Mengamankan Keamanan Saat Memanaskan Wafer Menggunakan Sinar Infra Merah
Sejujurnya, menggabungkan lampu inframerah berkekuatan tinggi dengan bahan pelarut yang mudah terbakar merupakan cara yang sangat berbahaya. Pada tahap pembersihan wafer menggunakan bahan kimia, hal terakhir yang diinginkan adalah adanya sumber api yang berada di dekat uap-uap yang mudah terbakar.
Kami telah menemukan cara yang lebih baik untuk mengatasi masalah ini. Alih-alih menggunakan lampu biasa, kami membungkus elemen pemanas tersebut dalam lapisan khusus yang tahan terhadap bahan kimia.
Menemukan Keseimbangan yang Tepat
Ada tantangan dalam menentukan posisi lampu tersebut. Jika lampu diletakkan terlalu dekat, maka akan muncul “titik panas” pada permukaan wafer. Itu tentu tidak baik. Namun, jika lampu diletakkan terlalu jauh, efisiensi pemanasan akan menurun, sehingga waktu pemrosesan pun menjadi lebih lama.
Untuk mengatasi hal ini, kami memasukkan elemen pemanas ke dalam wadah tertutup yang terbuat dari safir atau kuarsa yang tahan terhadap bahan kimia. Ini berfungsi sebagai perisai fisik yang melindungi lampu dari udara di sekitarnya. Dengan demikian, meskipun terjadi kebocoran bahan kimia, lampu tetap tidak akan menyebabkan kebakaran.
Memastikan Stabilitas
Stabilitas sangat penting di sini. Kami menggunakan kuarsa yang dilapisi khusus atau desain berdinding ganda, karena goncangan termal dapat merusak lampu. Jika suhu cairan pembersih berubah-ubah, lampu yang murah akan mudah rusak. Selain itu, lapisan pelindung tersebut juga mencegah masuknya kelembapan dan gas-gas korosif. Biasanya, inilah penyebab kerusakan lampu—elektroda-lah yang rusak akibat pengaruh bahan kimia. Desain ini mencegah hal tersebut terjadi.

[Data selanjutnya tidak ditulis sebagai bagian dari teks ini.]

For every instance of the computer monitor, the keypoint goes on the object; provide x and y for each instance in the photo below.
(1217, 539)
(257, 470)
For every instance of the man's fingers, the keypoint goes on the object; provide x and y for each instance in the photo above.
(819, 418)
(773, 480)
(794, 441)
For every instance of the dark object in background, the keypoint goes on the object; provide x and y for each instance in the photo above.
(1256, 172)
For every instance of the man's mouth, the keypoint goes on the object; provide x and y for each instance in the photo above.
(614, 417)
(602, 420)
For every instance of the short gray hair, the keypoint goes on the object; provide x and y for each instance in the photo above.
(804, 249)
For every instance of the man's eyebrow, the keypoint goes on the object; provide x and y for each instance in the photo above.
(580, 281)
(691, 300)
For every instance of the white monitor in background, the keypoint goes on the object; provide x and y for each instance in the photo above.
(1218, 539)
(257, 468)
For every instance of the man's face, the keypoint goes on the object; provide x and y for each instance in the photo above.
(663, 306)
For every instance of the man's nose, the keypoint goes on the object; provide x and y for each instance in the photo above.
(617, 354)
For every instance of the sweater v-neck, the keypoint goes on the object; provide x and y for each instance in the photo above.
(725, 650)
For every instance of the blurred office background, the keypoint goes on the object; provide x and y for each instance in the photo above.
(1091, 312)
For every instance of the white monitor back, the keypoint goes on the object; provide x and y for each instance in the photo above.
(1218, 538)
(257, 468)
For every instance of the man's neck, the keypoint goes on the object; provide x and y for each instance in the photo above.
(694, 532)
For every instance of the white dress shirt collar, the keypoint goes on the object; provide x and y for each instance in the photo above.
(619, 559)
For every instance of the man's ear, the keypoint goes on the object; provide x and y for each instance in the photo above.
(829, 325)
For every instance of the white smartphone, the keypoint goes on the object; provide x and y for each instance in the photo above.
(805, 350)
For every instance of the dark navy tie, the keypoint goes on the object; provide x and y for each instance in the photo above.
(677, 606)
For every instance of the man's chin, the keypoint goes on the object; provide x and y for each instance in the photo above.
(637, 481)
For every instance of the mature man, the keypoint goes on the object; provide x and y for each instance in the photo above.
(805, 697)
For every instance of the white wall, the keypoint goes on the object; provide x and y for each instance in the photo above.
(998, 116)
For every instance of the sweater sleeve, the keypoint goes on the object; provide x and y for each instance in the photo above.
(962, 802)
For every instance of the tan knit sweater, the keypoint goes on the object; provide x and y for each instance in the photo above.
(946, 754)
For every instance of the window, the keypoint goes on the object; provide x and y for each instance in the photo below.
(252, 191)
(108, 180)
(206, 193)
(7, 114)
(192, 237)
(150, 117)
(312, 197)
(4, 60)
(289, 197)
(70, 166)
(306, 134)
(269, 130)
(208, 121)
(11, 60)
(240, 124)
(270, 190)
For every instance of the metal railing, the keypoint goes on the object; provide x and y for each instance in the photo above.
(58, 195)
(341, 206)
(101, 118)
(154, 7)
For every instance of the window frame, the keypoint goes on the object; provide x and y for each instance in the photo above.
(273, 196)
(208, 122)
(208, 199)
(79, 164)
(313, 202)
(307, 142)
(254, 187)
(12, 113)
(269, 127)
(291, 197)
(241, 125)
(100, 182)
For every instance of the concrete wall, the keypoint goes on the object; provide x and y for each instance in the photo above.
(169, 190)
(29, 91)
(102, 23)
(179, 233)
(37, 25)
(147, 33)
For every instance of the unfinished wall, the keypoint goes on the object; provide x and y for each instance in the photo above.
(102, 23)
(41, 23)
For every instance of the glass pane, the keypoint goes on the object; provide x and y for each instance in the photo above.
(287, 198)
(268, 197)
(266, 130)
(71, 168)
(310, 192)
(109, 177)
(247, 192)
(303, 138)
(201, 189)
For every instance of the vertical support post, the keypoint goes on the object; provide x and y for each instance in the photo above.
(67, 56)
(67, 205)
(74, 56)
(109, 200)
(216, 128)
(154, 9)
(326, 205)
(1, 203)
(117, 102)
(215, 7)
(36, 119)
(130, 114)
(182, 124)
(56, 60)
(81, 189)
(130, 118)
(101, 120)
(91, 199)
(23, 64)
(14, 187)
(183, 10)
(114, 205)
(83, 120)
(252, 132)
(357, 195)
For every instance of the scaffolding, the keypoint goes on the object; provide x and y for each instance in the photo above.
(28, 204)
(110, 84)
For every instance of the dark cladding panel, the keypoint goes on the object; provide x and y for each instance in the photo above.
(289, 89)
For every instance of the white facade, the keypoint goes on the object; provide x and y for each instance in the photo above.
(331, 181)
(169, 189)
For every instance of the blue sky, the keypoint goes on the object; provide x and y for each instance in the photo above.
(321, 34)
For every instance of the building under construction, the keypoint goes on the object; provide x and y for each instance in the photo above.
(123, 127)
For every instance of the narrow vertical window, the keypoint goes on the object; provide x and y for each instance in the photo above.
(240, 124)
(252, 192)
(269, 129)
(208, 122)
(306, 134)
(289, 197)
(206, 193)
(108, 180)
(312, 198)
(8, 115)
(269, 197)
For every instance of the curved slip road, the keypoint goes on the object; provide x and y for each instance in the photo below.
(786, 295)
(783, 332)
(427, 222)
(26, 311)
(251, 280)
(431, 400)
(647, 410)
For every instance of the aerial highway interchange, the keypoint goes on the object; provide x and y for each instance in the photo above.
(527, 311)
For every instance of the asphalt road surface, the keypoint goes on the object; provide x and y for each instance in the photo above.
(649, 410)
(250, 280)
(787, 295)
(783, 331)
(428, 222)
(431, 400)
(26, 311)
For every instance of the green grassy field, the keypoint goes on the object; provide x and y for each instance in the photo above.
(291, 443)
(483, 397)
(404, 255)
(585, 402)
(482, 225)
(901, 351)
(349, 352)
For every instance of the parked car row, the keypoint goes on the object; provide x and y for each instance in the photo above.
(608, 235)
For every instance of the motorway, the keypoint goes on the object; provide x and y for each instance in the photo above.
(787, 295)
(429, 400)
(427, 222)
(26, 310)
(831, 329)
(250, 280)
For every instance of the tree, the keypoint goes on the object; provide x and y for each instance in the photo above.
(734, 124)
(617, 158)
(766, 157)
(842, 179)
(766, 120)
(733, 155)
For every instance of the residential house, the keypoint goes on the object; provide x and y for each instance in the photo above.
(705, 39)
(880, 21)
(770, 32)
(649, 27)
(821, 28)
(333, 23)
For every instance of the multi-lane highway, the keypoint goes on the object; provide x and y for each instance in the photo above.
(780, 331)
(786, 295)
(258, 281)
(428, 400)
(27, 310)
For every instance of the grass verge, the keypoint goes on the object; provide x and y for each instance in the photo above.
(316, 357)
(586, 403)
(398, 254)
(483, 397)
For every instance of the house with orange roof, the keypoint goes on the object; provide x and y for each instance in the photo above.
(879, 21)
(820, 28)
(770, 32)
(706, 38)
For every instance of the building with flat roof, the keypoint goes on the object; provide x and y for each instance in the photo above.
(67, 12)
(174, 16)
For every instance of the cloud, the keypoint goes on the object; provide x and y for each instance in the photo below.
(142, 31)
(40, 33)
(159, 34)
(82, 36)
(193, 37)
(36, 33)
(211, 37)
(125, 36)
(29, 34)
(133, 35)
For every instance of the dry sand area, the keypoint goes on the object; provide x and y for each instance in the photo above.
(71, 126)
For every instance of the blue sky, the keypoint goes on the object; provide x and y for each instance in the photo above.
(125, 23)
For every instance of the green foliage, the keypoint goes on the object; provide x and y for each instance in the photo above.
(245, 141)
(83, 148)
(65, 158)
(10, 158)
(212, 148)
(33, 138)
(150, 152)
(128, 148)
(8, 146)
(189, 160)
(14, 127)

Kompromi yang Harus Diterima
Namun, ada satu kekurangan: karena adanya lapisan pelindung tersebut, panas yang dihasilkan oleh lampu sedikit berkurang. Meski tidak banyak, lapisan tersebut tetap menyerap sebagian energi sebelum energi tersebut sampai ke wafer. Anda perlu menyesuaikan suplai daya agar kecepatan pemrosesan tetap optimal.
Satu hal lagi yang perlu diperhatikan: jangan lupa tentang aliran udara. Meskipun lampu sudah tertutup, sistem pengeluaran udara tetap diperlukan untuk menjaga level bahan pelarut tetap di bawah batas yang aman. Keselamatan selalu harus didahulukan.